Due diligence vs auditing

Due diligence and auditing are essentially the same concept. The only real difference is that companies undertake due diligence on other people, businesses or entities. They are subjected to audits.

Audits are a legal requirement for some companies. For example, companies involved in financial services are likely to be required to have periodic audits, as are public limited companies and their subsidiaries. In these situations, the auditors are usually paid out of the company’s funds. Their responsibility, however, is to the company’s customers and/or shareholders rather than its directors.

Companies may also choose to undergo voluntary audits. These would typically be to reassure customers and/or investors. For example, customers, in general, are becoming increasingly aware of cybersecurity and privacy. Companies may therefore choose to undergo third-party certifications such as ISO 27001. These types of certifications are effectively internal due diligence reports.

International due diligence

Any firm that operates across borders in any way needs to undertake international due diligence. Most businesses will operate across borders to some extent, although they may not actively realise this. For example, most businesses will take some payments from customers who live overseas. This means that they need to do suitable international due diligence.

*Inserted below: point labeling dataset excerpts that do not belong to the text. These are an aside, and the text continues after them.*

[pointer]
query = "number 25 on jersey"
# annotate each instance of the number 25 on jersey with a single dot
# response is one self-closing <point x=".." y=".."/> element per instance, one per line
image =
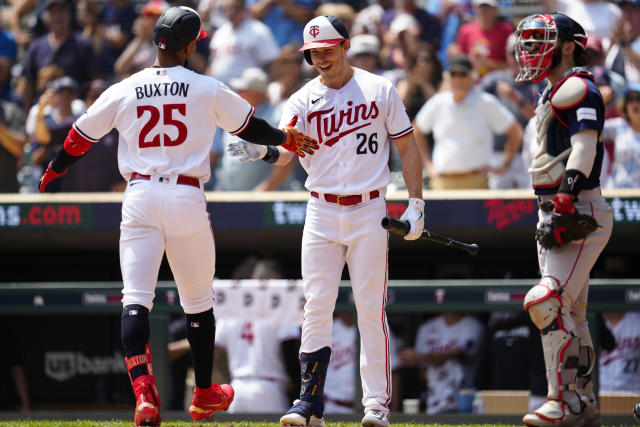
<point x="153" y="118"/>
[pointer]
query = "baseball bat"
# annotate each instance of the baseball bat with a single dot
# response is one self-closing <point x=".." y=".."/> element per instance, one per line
<point x="402" y="227"/>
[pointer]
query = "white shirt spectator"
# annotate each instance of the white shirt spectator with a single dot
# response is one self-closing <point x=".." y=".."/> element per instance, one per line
<point x="463" y="132"/>
<point x="625" y="168"/>
<point x="233" y="50"/>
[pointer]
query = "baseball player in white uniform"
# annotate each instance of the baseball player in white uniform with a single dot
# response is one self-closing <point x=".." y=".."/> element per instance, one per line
<point x="353" y="115"/>
<point x="166" y="116"/>
<point x="254" y="354"/>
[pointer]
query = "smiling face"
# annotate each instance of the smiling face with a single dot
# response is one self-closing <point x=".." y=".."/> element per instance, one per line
<point x="331" y="62"/>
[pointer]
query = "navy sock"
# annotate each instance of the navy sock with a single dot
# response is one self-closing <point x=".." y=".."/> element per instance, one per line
<point x="201" y="332"/>
<point x="134" y="332"/>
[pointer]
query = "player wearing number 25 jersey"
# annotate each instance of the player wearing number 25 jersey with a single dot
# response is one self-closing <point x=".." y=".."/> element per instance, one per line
<point x="166" y="116"/>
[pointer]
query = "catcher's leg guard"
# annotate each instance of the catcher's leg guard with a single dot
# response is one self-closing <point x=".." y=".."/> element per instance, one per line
<point x="309" y="408"/>
<point x="549" y="311"/>
<point x="144" y="387"/>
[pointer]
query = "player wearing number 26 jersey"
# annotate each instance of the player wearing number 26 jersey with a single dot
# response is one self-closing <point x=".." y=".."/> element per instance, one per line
<point x="166" y="116"/>
<point x="355" y="116"/>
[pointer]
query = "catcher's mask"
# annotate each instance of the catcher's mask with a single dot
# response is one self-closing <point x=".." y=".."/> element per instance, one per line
<point x="537" y="39"/>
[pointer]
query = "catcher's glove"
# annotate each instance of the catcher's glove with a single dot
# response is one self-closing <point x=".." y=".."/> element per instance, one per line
<point x="563" y="228"/>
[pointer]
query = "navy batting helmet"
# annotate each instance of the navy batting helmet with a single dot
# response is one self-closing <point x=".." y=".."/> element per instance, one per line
<point x="176" y="28"/>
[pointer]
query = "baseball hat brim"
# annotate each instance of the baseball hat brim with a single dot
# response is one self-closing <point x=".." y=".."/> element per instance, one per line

Fortunately, in most cases, this will require minimal input from the business.

For example, if a business accepts payment cards issued by banks in other countries, the banks will have done the necessary checks. These will have been based on applicable laws plus card-scheme rules. The merchant simply needs to follow all applicable laws and card-scheme rules when accepting the card. They will usually be guided on this by their merchant service provider.

If a business is sending goods across borders, then they will need to ensure that they comply with the law both in their own country and in the country to which the goods are sent. Again, though, this is not likely to be a huge issue for most businesses, especially small businesses. However, for buying goods from overseas, it’s also highly advisable to check the legal situation before making the purchase, especially if they are intended for resale.

If a business is going beyond this, for example, working with an international partner or setting up an operation overseas, then the due diligence process takes on a whole new level of importance. In these kinds of situations, it’s vital to get impartial legal advice from experts who are familiar with the relevant territory and its laws, regulations and practices.